Consider any of the following problems:

We have a widget that we’d like to set up using a smartphone. The widget doesn’t have any user interface, and adding one is inappropriate (say, it’s a light bulb).
I have an iPad and an Android phone. I want to send a small amount of information between the two.
I have two devices of any kind in close proximity. I’d like them to agree on a secret without relying on anything other than their proximity.

I think audio is an excellent, underused choice for solving problems like this: it provides an authentic, low-bandwidth channel. And users can intuitively understand that it does not provide confidentiality!

Human intuition

Humans, in general, have an excellent intuition when it comes to evaluating the secrecy and authenticity of audio: everyday conversation involves making judgements along these lines. We also have a good ability to determine the source of most sounds in the audible range.

You only need to watch someone trying to get a better Wifi signal to know that this kind of understanding is missing with RF media. To the average user RF is supernatural, and the Wifi gods are quick to anger.
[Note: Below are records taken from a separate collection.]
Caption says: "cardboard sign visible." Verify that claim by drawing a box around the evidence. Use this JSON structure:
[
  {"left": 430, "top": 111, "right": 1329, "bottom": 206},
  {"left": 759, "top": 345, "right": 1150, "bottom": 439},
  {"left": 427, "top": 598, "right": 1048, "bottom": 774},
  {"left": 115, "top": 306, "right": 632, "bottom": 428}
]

Most attacks on network security protocols (eavesdropping, man-in-the-middle, replay, etc.) can be explained to the layperson by performing them using human conversation. We can make use of this intuition to somewhat relieve worries about attacks on protocols using audio.

Cross-platform support

Every phone, tablet and laptop has a good quality microphone and speaker. Software interfaces to these peripherals are widely available, across operating systems and application platforms. Even web browsers can synthesise and record audio these days.
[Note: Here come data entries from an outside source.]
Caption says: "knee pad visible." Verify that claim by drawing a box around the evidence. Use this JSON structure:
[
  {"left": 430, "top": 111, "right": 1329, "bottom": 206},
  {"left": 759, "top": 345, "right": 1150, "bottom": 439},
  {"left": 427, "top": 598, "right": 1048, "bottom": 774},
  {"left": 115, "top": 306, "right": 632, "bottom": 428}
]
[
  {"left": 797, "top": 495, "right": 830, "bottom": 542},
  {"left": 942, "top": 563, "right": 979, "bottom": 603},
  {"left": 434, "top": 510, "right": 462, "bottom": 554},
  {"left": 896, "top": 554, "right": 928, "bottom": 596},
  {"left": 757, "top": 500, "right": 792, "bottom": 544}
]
Peripheral cost and simplicity

For embedded devices, audio peripherals are cheaper than RF. Using a digital MEMS microphone means minimal additional circuitry. Failing that, your microcontroller likely has a ADC that can be pressed into service. Choose your audio codec carefully and you might be able to bit-bang a transducer and avoid needing a DAC.
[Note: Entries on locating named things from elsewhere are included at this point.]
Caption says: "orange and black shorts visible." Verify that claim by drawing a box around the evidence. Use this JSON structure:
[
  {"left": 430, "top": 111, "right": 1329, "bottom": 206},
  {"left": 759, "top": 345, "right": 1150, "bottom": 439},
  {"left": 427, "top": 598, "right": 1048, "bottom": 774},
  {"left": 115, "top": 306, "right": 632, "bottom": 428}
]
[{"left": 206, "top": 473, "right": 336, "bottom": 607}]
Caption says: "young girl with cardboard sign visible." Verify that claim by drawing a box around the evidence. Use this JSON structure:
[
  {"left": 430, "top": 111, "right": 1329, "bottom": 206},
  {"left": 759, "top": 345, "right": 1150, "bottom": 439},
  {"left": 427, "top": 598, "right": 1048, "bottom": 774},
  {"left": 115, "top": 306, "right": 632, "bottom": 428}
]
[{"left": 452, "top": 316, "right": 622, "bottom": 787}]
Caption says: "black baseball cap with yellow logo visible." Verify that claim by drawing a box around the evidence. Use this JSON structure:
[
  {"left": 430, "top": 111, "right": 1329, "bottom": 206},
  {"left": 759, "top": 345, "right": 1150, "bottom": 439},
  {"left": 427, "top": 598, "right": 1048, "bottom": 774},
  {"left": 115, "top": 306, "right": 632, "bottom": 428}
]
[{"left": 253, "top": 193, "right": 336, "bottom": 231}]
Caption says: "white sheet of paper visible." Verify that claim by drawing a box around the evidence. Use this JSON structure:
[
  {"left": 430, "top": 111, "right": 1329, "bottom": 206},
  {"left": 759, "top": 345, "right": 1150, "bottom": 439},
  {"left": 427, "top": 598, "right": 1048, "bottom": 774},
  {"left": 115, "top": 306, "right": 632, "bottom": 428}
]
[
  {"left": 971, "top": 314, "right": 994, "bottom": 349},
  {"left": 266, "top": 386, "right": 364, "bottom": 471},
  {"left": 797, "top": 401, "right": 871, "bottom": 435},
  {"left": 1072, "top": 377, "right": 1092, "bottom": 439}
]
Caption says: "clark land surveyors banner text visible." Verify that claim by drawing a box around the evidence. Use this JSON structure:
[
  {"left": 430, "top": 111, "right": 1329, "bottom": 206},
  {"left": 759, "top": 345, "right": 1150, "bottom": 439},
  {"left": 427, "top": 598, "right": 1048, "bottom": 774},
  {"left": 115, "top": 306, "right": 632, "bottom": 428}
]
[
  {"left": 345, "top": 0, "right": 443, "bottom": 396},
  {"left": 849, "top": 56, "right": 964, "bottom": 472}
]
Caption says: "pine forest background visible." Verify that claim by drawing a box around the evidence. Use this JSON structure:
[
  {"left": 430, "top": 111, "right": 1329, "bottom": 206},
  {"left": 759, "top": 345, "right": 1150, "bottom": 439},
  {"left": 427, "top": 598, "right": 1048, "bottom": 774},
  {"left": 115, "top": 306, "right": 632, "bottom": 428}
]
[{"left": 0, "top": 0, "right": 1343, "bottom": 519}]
In comparison, Bluetooth LE is fiercely complicated, closed and relatively expensive. Wifi and full-fat Bluetooth are even more complex and expensive, and power hungry. Add to that: Wifi and Bluetooth don’t actually work between smartphone platforms, and BLE drivers on Android devices are unusably buggy trash.

Snags

Unfortunately, there are some problems:

Environmental noise and non-linearity

Successful audio communications protocols need to be robust against echoes, non-linear transducer frequency response, environmental noise, etc. Careful choice of encoding and modulation will fix some of these, use of error-correcting codes will fix others. All this has an impact on the bitrate you can reliably achieve.

Hearing loss

About 10% of the population have some degree of hearing loss. This means any intuitions we might rely on to detect attacks on audio communications are not going to be available. In effect, people with hearing loss will be in the same position as if we used RF.

Disruption

Over-use of the audio channel will quickly become annoying. Use in some settings will be inappropriate (silent carriage on a train, or the bedroom) or impossible (high industrial noise).

For longer exchanges, we perhaps could determine the highest usable frequency and hop to it. If we’re lucky, this could be above the audible range. However: your dog will be annoyed and you lose user understanding.